Nice, that web site you went to? I'm the lucky guy that maintains it
Those articles came from Jim Hand, the same Jim Hand who wrote this:
And yes, it really is that simple. An engine is nothing more than a big air pump. Make it capable of pumping more air, and you can make more power. All a "big" cam-shaft does is alter the rpm at which the "air pump" is working at its maximum efficiency, getting as much air into the cylinders as possible. Turbochargers and superchargers? All they do is force feed more air into the engine. The more air you can get in, the more fuel you can burn efficiently - and the more fuel you can burn efficiently, the more cylinder pressure you're going to get -- which in an engine translates into more torque. When you use a "big cam" to make the air pump more efficient at a higher rpm, all you're doing is taking advantage of the mathematical formula for horsepower. HP is a calculated value, and that formula is (torque x RPM) / 5250. So, if you have an engine that makes say 500 lb ft of peak torque at 3000 rpm, it's making 285.71 horsepower (at 3000 rpm). Put in a 'bigger' cam such that peak torque of 500 lb ft now occurs at 4500 rpm instead of 3000. Now through the magic of math, the engine is now making 428.57 horsepower! What changed? Peak cylinder pressure is the same, the engine still has a torque peak of 500 lb ft. All we did was move that peak to a higher rpm. Viola. That's all a cam change does - moves the torque peak around by changing the point where the engine is its most efficient.
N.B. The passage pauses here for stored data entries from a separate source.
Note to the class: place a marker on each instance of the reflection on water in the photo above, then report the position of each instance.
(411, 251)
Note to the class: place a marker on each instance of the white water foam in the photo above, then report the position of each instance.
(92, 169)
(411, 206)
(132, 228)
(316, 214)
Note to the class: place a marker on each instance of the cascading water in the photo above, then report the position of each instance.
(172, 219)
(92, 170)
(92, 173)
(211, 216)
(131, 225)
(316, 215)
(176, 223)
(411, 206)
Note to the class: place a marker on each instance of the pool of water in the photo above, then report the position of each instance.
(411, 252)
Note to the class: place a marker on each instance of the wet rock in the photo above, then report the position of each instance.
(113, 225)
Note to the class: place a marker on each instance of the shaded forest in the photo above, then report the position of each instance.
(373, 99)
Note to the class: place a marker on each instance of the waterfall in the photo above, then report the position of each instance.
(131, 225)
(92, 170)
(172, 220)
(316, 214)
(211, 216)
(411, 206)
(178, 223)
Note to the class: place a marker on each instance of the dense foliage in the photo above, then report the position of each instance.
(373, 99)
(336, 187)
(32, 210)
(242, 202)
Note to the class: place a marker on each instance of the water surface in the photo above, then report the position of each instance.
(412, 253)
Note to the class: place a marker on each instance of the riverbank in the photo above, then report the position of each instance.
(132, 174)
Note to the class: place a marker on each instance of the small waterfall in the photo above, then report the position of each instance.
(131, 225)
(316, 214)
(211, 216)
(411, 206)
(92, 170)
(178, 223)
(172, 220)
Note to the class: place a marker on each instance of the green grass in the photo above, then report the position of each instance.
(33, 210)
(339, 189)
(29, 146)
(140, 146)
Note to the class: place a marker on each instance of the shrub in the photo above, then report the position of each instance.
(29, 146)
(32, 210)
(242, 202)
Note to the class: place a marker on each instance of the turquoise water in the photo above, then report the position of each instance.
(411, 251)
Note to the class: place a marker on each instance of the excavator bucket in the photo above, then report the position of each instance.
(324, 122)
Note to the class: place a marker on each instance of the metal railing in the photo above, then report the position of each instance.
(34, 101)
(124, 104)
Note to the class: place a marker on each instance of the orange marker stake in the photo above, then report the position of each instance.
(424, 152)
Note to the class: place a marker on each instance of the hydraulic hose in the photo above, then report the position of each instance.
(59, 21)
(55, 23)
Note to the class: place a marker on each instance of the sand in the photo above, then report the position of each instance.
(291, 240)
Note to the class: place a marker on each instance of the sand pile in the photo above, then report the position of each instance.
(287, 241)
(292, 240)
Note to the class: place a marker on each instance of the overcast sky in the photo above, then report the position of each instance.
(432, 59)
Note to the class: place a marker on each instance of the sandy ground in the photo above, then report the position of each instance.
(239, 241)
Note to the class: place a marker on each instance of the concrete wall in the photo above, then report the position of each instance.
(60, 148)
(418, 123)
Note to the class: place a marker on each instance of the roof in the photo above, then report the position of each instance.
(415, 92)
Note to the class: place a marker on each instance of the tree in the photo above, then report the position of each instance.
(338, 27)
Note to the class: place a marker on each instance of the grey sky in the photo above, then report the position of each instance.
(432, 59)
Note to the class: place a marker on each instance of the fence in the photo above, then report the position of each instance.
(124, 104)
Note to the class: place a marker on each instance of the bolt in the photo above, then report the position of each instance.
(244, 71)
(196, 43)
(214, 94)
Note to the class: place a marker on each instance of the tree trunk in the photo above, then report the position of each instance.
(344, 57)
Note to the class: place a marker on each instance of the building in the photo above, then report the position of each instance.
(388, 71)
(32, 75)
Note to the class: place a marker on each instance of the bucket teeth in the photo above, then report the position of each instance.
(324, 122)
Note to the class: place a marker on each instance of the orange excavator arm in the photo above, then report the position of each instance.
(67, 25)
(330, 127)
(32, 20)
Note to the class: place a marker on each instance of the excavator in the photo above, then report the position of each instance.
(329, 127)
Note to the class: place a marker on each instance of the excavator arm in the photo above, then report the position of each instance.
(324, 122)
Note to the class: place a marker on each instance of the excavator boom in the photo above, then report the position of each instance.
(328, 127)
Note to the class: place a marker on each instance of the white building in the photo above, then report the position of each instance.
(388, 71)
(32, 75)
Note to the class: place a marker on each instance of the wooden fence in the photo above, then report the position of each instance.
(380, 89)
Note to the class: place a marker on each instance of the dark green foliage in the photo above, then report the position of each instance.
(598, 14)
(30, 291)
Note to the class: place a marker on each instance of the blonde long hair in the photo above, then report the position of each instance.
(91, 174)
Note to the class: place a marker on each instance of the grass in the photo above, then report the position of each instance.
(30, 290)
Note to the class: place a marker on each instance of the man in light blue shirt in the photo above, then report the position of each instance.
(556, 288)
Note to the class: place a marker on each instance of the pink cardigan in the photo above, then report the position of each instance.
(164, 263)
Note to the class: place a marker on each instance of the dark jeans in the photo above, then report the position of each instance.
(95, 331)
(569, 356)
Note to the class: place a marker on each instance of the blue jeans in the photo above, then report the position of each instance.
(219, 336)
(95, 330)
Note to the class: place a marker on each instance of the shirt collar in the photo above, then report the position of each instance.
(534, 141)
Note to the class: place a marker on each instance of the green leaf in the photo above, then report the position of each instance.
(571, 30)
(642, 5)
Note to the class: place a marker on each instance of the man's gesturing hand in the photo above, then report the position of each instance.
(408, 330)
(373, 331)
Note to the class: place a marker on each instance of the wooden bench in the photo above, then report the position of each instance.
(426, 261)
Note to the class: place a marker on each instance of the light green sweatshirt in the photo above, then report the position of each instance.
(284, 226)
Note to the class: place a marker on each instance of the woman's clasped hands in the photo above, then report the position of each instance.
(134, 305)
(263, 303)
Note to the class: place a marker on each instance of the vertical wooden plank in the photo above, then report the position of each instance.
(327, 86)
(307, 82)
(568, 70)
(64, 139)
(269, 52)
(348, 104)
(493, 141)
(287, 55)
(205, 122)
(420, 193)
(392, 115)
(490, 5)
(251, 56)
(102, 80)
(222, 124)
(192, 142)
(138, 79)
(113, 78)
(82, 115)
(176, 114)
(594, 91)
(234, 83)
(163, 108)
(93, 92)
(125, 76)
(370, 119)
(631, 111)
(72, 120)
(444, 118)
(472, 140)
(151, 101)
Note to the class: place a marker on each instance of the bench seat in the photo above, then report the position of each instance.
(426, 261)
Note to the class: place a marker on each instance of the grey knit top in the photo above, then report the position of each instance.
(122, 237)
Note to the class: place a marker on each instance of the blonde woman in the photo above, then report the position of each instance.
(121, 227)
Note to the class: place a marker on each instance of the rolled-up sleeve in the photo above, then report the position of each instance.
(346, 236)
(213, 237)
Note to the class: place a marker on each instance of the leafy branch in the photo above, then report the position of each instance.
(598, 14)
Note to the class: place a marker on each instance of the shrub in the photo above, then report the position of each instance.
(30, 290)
Go look at any dyno sheet. You will 100% of the time find that the torque and HP curves cross each other at exactly 5250 rpm. That's because of the formula, (torque X rpm) / 5250 = horsepower. When rpm is 5250, it 'cancels out' that 5250 constant in the denominator. At 5250 rpm, every engine's torque and HP numbers will be the same. Always.
Back to your specific question. I'd bet that you'd pick up some torque by getting rid of that 650 Holley and replacing it with a QJet. Why? 650 is borderline too small for a good running Pontiac 400. Even standard model QJets were capable of 750 cfm, and some like the 455-SD version were capable of 800. However, there definitely is such a thing as having a carb that is too big. In order for all of its systems to work properly, a carb depends on a certain minimum air flow velocity going through it. Put on a carb that's "too big" for the engine its on, and the engine won't be able to generate sufficient air flow to make the carb work right. Same with headers - there's such a thing as 'too big' there too. Remember that air (and exhaust gas) has some mass, and therefore has some inertia (Newton's laws of motion). Get your header primary tubes too big, and it's possible for the exhaust gas velocity to get so slow that it will actually stop, and reverse back into the engine the next time the exhaust valve opens. Not only does this take up space in the cylinder that could otherwise be used for fresh air and fuel, now the engine has to expend energy to push this stuff back out. That's energy that won't be going to the rear wheels. It's a balancing act. You want header tubes that will help keep flow velocity up so that when that exhaust valve opens, the spent gas that's already in the header primary tube is still moving outward and will actually help 'suck' things out of the cylinder (this is what is called 'scavenging'), but you don't want tubes SO small that they start causing back pressure - now the engine has to do work again to push stuff out, and we already know we don't want that.
If you really want to get into the details of air flow in an engine, a fellow by the name of David Vizard has some great books out on the subject. Some of them can get pretty 'deep' in places, but I found them fascinating.